Four journalists who published allegations from the women and eight others in May 2016 also are defendants in the case filed by Denis Baupin, who resigned his leadership post in parliament’s lower house when the media reports came out.
Baupin’s lawyer, Emmanuel Pierrat, said his client was the victim of “media lynching” and expects his “innocence” will be “totally proved” during the four-day trial in Paris.
The defendants said they regard the proceedings as a test of French women’s ability to speak out when they think powerful men sexually harassed or abused them.
The lawsuit arose from reports by investigative website Mediapart and radio station France Inter based on accounts from 14 women who alleged he had groped, sexted and otherwise harassed them.
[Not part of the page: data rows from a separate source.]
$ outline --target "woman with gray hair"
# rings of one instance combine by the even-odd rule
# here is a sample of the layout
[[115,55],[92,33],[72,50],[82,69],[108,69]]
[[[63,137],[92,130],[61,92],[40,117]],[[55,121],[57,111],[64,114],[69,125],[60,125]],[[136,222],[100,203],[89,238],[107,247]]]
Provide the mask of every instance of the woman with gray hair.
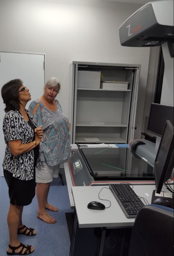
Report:
[[53,211],[58,210],[48,202],[51,183],[53,177],[58,177],[60,163],[68,158],[70,152],[68,120],[55,98],[60,87],[57,78],[50,78],[44,87],[43,95],[33,101],[29,108],[36,123],[43,126],[41,170],[36,170],[36,173],[38,203],[37,217],[49,224],[55,223],[56,220],[46,209]]

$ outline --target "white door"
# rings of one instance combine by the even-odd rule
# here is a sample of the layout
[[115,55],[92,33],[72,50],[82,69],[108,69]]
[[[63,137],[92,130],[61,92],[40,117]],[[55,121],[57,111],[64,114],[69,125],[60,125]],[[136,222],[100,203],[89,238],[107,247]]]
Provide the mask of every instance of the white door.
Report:
[[[0,89],[12,79],[20,78],[29,89],[32,100],[40,97],[44,84],[44,54],[4,52],[0,51]],[[29,101],[26,106],[29,106]],[[6,145],[2,131],[4,105],[0,96],[0,169],[3,176],[2,164]]]

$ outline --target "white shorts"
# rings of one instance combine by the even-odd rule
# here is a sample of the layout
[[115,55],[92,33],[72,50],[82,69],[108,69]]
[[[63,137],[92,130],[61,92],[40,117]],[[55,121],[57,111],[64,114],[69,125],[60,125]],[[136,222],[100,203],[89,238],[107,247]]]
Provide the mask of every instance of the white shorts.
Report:
[[58,177],[60,164],[51,166],[46,162],[41,162],[41,170],[36,169],[36,182],[48,183],[51,182],[53,178]]

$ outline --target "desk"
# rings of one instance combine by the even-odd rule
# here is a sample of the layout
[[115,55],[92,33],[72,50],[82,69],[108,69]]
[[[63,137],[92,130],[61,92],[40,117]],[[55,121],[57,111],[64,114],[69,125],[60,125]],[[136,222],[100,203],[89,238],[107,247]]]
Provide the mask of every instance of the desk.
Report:
[[[120,234],[121,234],[123,238],[122,241],[120,242],[120,248],[118,250],[118,252],[119,250],[119,252],[118,252],[119,254],[116,254],[116,252],[115,255],[124,256],[126,255],[125,250],[126,246],[127,250],[128,249],[129,244],[128,245],[125,243],[126,240],[128,240],[129,243],[131,228],[133,225],[135,219],[126,218],[111,191],[107,189],[103,189],[100,196],[102,199],[110,200],[111,202],[110,207],[102,210],[91,210],[87,208],[88,203],[92,201],[101,202],[104,204],[106,207],[109,206],[109,202],[101,200],[98,198],[98,194],[103,187],[108,188],[109,187],[94,186],[72,187],[72,193],[75,207],[75,214],[74,231],[71,243],[71,255],[73,256],[79,256],[80,255],[83,255],[83,256],[89,256],[89,255],[90,256],[96,255],[102,256],[103,255],[107,229],[116,229],[115,230],[117,236],[116,240],[119,239]],[[145,198],[150,204],[151,203],[153,191],[155,189],[154,185],[135,185],[133,188],[137,195]],[[164,190],[165,189],[164,188]],[[77,221],[76,218],[77,218]],[[96,228],[101,228],[101,233],[99,239],[99,242],[98,238],[97,239],[97,238],[96,238],[94,235],[94,229],[92,230],[90,233],[86,233],[86,235],[84,235],[86,232],[87,229],[89,229],[90,230],[90,228],[91,229]],[[124,230],[123,231],[123,230]],[[127,235],[127,237],[126,236]],[[91,236],[92,236],[93,237],[91,238]],[[88,253],[88,255],[85,253],[86,250],[88,249],[89,245],[88,241],[89,238],[91,239],[91,241],[94,241],[94,244],[96,243],[96,246],[98,246],[98,248],[94,248],[94,252],[91,250]],[[82,252],[81,251],[79,252],[78,247],[79,247],[80,248],[80,246],[82,246],[82,244],[84,249],[86,248],[87,249],[85,249],[85,251]]]

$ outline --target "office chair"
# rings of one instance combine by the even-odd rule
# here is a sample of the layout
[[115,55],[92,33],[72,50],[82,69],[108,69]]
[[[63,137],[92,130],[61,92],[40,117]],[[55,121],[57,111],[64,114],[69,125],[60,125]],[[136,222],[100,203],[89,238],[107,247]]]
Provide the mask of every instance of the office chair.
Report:
[[157,205],[141,208],[132,228],[128,256],[173,256],[173,209]]
[[62,178],[62,174],[61,174],[59,172],[58,173],[58,176],[59,176],[60,178],[61,179],[61,181],[62,181],[62,186],[63,186],[64,185],[64,182],[63,182],[63,179]]

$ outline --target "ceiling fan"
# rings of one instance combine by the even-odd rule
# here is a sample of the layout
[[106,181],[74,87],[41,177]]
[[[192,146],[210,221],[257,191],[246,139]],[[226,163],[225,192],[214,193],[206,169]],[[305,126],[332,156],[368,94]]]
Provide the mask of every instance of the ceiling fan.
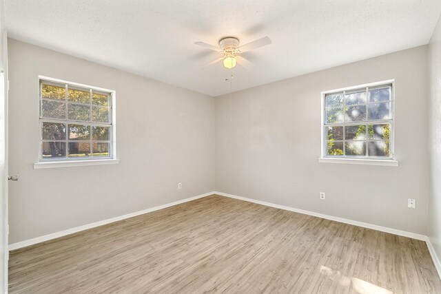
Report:
[[205,42],[195,42],[196,45],[203,47],[204,48],[210,49],[217,52],[221,53],[223,56],[208,63],[205,67],[212,65],[223,60],[223,65],[227,68],[233,68],[236,66],[237,60],[239,61],[240,65],[244,67],[249,67],[252,63],[247,59],[240,56],[242,53],[266,46],[271,44],[271,39],[267,36],[258,39],[252,42],[239,46],[239,40],[234,37],[223,38],[219,41],[219,47],[207,44]]

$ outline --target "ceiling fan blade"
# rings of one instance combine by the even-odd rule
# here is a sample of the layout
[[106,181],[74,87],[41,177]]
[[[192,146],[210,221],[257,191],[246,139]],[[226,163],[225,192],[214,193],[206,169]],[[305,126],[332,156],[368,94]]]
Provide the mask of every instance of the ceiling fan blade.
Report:
[[201,67],[199,70],[202,70],[203,68],[207,67],[210,65],[214,65],[214,63],[217,63],[218,62],[220,61],[221,60],[223,60],[223,56],[222,57],[219,57],[218,59],[214,60],[213,61],[210,62],[209,63],[208,63],[206,65],[203,66],[202,67]]
[[267,45],[271,44],[272,42],[271,39],[267,36],[264,36],[263,38],[258,39],[256,41],[253,41],[247,44],[243,45],[240,46],[238,49],[242,53],[246,52],[247,51],[252,50],[253,49],[256,49],[260,47],[266,46]]
[[239,65],[245,67],[248,70],[252,70],[256,66],[254,63],[249,61],[248,59],[247,59],[244,56],[236,56],[236,59],[237,59],[237,63]]
[[207,49],[209,49],[211,50],[216,51],[217,52],[222,52],[222,50],[220,48],[214,46],[214,45],[210,45],[210,44],[207,44],[205,42],[201,42],[201,41],[194,42],[194,44],[197,45],[198,46],[201,46],[201,47],[203,47],[204,48],[207,48]]

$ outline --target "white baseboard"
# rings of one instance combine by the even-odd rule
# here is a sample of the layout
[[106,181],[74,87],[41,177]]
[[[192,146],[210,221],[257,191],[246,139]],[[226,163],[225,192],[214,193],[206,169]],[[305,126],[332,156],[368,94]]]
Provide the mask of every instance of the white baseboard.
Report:
[[57,233],[52,233],[51,234],[45,235],[41,237],[34,238],[32,239],[26,240],[24,241],[19,242],[17,243],[11,244],[9,245],[8,249],[10,251],[19,249],[20,248],[25,247],[30,245],[34,245],[37,243],[41,243],[42,242],[48,241],[50,240],[55,239],[59,237],[63,237],[66,235],[70,235],[74,233],[77,233],[81,231],[87,230],[88,229],[94,228],[96,227],[102,226],[103,224],[110,224],[111,222],[117,222],[119,220],[125,220],[126,218],[133,218],[134,216],[140,216],[141,214],[147,213],[152,211],[156,211],[159,209],[163,209],[167,207],[170,207],[172,206],[180,204],[181,203],[187,202],[189,201],[194,200],[196,199],[202,198],[203,197],[207,197],[210,195],[213,195],[214,192],[205,193],[205,194],[198,195],[194,197],[190,197],[189,198],[185,198],[182,200],[175,201],[172,203],[167,203],[163,205],[157,206],[155,207],[148,208],[147,209],[141,210],[139,211],[133,212],[132,213],[125,214],[124,216],[117,216],[115,218],[109,218],[107,220],[101,220],[99,222],[93,222],[92,224],[85,224],[83,226],[76,227],[72,229],[68,229],[67,230],[61,231]]
[[438,275],[440,276],[440,278],[441,278],[441,262],[440,262],[440,259],[436,255],[436,251],[435,251],[435,249],[433,248],[429,238],[427,238],[426,243],[427,244],[427,248],[429,248],[430,255],[432,257],[432,260],[433,260],[433,263],[435,264],[436,271],[438,272]]
[[273,203],[267,202],[265,201],[256,200],[254,199],[247,198],[246,197],[238,196],[232,194],[227,194],[226,193],[213,192],[215,194],[220,195],[221,196],[229,197],[230,198],[238,199],[240,200],[248,201],[249,202],[256,203],[258,204],[265,205],[270,207],[278,208],[283,210],[287,210],[289,211],[298,212],[302,214],[307,214],[308,216],[316,216],[318,218],[325,218],[327,220],[335,220],[336,222],[343,222],[345,224],[353,224],[354,226],[362,227],[364,228],[371,229],[373,230],[380,231],[382,232],[390,233],[394,235],[398,235],[403,237],[411,238],[412,239],[420,240],[421,241],[427,241],[427,236],[424,235],[420,235],[415,233],[411,233],[406,231],[397,230],[396,229],[388,228],[387,227],[378,226],[376,224],[369,224],[367,222],[358,222],[356,220],[348,220],[347,218],[338,218],[336,216],[328,216],[327,214],[318,213],[316,212],[309,211],[307,210],[298,209],[294,207],[289,207],[284,205],[275,204]]
[[425,241],[427,244],[427,248],[429,249],[429,251],[430,252],[430,255],[433,260],[433,263],[435,264],[435,266],[438,273],[440,277],[441,278],[441,263],[440,262],[440,260],[435,252],[435,249],[432,246],[432,244],[430,241],[429,237],[424,235],[417,234],[415,233],[411,233],[406,231],[397,230],[396,229],[388,228],[387,227],[378,226],[376,224],[369,224],[367,222],[358,222],[356,220],[348,220],[342,218],[338,218],[336,216],[329,216],[327,214],[318,213],[316,212],[309,211],[307,210],[298,209],[294,207],[289,207],[284,205],[276,204],[270,202],[267,202],[265,201],[256,200],[254,199],[247,198],[246,197],[238,196],[236,195],[228,194],[227,193],[218,192],[218,191],[213,191],[209,193],[206,193],[205,194],[198,195],[194,197],[190,197],[189,198],[183,199],[182,200],[175,201],[172,203],[165,204],[163,205],[160,205],[155,207],[149,208],[147,209],[141,210],[140,211],[134,212],[129,214],[125,214],[124,216],[117,216],[116,218],[110,218],[108,220],[101,220],[99,222],[94,222],[92,224],[85,224],[83,226],[76,227],[75,228],[69,229],[67,230],[61,231],[57,233],[53,233],[48,235],[45,235],[41,237],[37,237],[32,239],[29,239],[25,241],[19,242],[17,243],[11,244],[9,245],[9,250],[15,250],[20,248],[25,247],[27,246],[33,245],[37,243],[40,243],[45,241],[48,241],[50,240],[55,239],[59,237],[63,237],[67,235],[70,235],[74,233],[77,233],[81,231],[87,230],[88,229],[94,228],[96,227],[102,226],[103,224],[110,224],[111,222],[117,222],[119,220],[125,220],[126,218],[132,218],[134,216],[140,216],[141,214],[147,213],[149,212],[156,211],[157,210],[163,209],[167,207],[170,207],[172,206],[177,205],[181,203],[185,203],[189,201],[194,200],[196,199],[202,198],[203,197],[207,197],[210,195],[216,194],[221,196],[229,197],[230,198],[238,199],[240,200],[247,201],[249,202],[256,203],[261,205],[265,205],[270,207],[278,208],[280,209],[287,210],[289,211],[297,212],[302,214],[306,214],[308,216],[316,216],[318,218],[325,218],[327,220],[334,220],[336,222],[343,222],[345,224],[353,224],[355,226],[362,227],[364,228],[371,229],[373,230],[377,230],[382,232],[390,233],[392,234],[401,235],[403,237],[411,238],[413,239],[419,240],[421,241]]

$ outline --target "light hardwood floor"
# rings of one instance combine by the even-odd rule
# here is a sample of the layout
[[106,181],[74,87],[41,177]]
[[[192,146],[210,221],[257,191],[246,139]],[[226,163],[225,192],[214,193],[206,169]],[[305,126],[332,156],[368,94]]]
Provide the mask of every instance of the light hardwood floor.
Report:
[[10,253],[11,293],[441,293],[426,244],[212,196]]

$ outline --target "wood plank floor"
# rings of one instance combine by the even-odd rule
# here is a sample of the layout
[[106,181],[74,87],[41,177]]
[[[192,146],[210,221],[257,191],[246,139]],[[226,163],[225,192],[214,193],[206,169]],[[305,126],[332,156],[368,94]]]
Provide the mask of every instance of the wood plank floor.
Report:
[[10,253],[10,293],[440,293],[424,242],[212,196]]

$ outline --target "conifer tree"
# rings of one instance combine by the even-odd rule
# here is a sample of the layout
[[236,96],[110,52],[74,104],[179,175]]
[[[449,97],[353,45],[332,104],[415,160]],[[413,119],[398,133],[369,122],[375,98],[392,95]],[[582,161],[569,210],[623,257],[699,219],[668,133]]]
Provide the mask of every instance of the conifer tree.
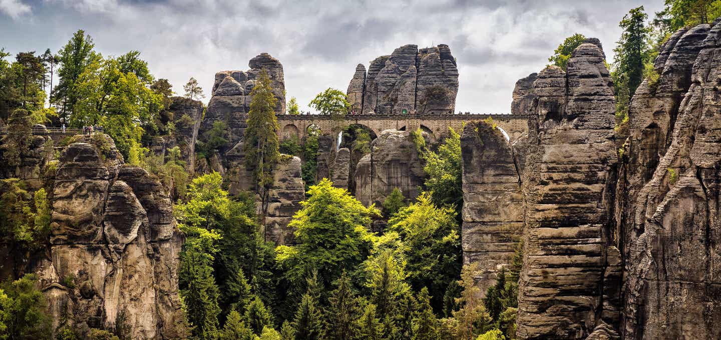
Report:
[[383,339],[383,325],[376,317],[376,305],[369,303],[363,310],[363,316],[358,321],[360,329],[360,339],[364,340],[381,340]]
[[255,336],[252,331],[248,328],[236,310],[228,314],[228,320],[226,321],[223,330],[218,332],[218,340],[254,340]]
[[280,155],[279,127],[274,111],[278,99],[273,96],[272,82],[265,68],[258,73],[250,95],[252,99],[248,112],[244,151],[246,166],[253,170],[256,192],[264,198],[265,189],[273,183],[271,171]]
[[430,307],[428,289],[423,287],[418,294],[417,316],[413,322],[414,340],[438,340],[438,321]]
[[358,334],[355,322],[360,314],[358,300],[350,287],[350,279],[345,272],[338,279],[338,288],[331,293],[329,300],[328,339],[344,340],[353,339]]
[[270,313],[265,308],[265,304],[257,296],[248,305],[248,309],[245,312],[245,318],[248,321],[248,326],[257,335],[260,335],[263,327],[272,326]]
[[187,287],[180,290],[192,334],[200,339],[214,339],[218,331],[218,286],[208,256],[195,249],[182,255],[181,275]]
[[318,308],[318,301],[307,292],[303,295],[301,304],[293,321],[296,339],[300,340],[318,340],[324,339],[323,318]]
[[190,77],[187,83],[183,85],[182,89],[185,90],[185,98],[190,100],[193,100],[193,97],[196,98],[205,97],[205,95],[203,94],[203,88],[198,85],[198,81],[195,78]]

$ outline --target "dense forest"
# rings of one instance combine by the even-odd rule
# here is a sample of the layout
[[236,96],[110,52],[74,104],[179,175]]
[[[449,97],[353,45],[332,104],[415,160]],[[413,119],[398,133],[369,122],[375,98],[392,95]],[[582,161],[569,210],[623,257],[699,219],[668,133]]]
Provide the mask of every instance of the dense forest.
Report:
[[[660,46],[676,30],[710,23],[720,14],[719,1],[666,0],[664,10],[650,19],[640,6],[620,20],[622,33],[609,67],[618,131],[628,128],[629,102],[639,85],[646,79],[653,86],[659,79],[653,62]],[[565,68],[571,52],[585,39],[581,33],[568,37],[550,64]],[[433,144],[420,130],[413,132],[426,174],[422,194],[409,202],[397,189],[382,206],[365,206],[329,180],[316,181],[317,136],[279,140],[271,87],[263,71],[250,93],[243,151],[255,189],[231,194],[217,172],[190,176],[178,148],[165,156],[151,152],[154,136],[172,135],[183,128],[178,124],[193,122],[168,117],[167,109],[182,99],[174,97],[167,79],[154,76],[139,52],[102,55],[83,30],[54,53],[27,51],[13,58],[0,50],[4,166],[19,164],[30,146],[33,125],[93,126],[102,127],[127,164],[156,176],[174,200],[185,237],[177,279],[188,339],[516,339],[523,247],[519,242],[481,298],[474,281],[477,269],[463,264],[458,132],[449,128]],[[203,90],[190,79],[182,94],[197,99]],[[343,92],[329,89],[309,105],[342,116],[350,110],[346,99]],[[298,113],[295,98],[287,106],[288,114]],[[210,158],[227,142],[226,128],[218,122],[198,138],[199,158]],[[353,152],[369,152],[366,131],[349,127],[343,133]],[[69,137],[47,148],[74,141]],[[262,233],[257,205],[266,201],[277,164],[293,156],[304,160],[306,199],[289,225],[296,231],[294,243],[276,246]],[[0,237],[28,259],[44,251],[50,242],[48,189],[31,190],[10,178],[0,180]],[[373,231],[377,220],[384,227]],[[88,332],[61,321],[53,329],[36,275],[4,279],[0,339],[131,339],[120,323]]]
The alleged harassment took place from 1998 to 2013.
“It’s a trial that exposes how men — in politics, in the business world, finance world, in journalism as well — how they can use their position of power,” Mediapart editorial director Edwy Plenel said.
Baupin, a prominent Green Party politician and former Paris city official at the time, denied wrongdoing. He sued the six women named in the reports, the journalists and two men who were quoted saying they witnessed some of the alleged misbehavior.
Most of the women who spoke about were fellow Green Party members. Four filed criminal complaints for sexual harassment. A nine-month judicial investigation ended without charges, with prosecutors saying the statute of limitations had expired.
Baupin was not in court Monday and doesn’t plan to attend the trial. Defense lawyers requested an order forcing him to appear, but the judge said that as the plaintiff Baupin had the right not to be there.
The women accused of defamation said they resented the situation.
It was “a disgrace” to be “sitting on the bench of the accused when this man hasn’t even been judged,” Elen Debost, an elected official in the town of Le Mans, in central France, said
Debost alleged she received dozens of unwanted text messages of a sexual nature from Baupin in 2011.
“We all said what he had to say (something) to protect other women. So that what happened to us doesn’t happen to others,” she said Monday.
Annie Lahmer, a Green member serving on the Paris region council, alleges Baupin told her she would not be able to have a career in the party after he chased her around an office desk in 1999 and she made it clear his behavior was unacceptable.
“It’s complicated but at the same time, it was a necessary stage to go through,” Lahmer said of deciding to go public with her allegations in 2016. “It’s even more absurd because Baupin is not here. He brought on an accusation against us, but he is not here. So that’s where my anger is.”
The Associated Press does not usually identify alleged victims of sexual violence unless they agree to be named or come forward voluntarily and identify themselves, as Debost and Lahmer did.
The trial is scheduled to continue Tuesday, and hearings also are scheduled on Thursday and Friday.
In France, defamation is punishable by a maximum fine of 45,000 euros ($51,500).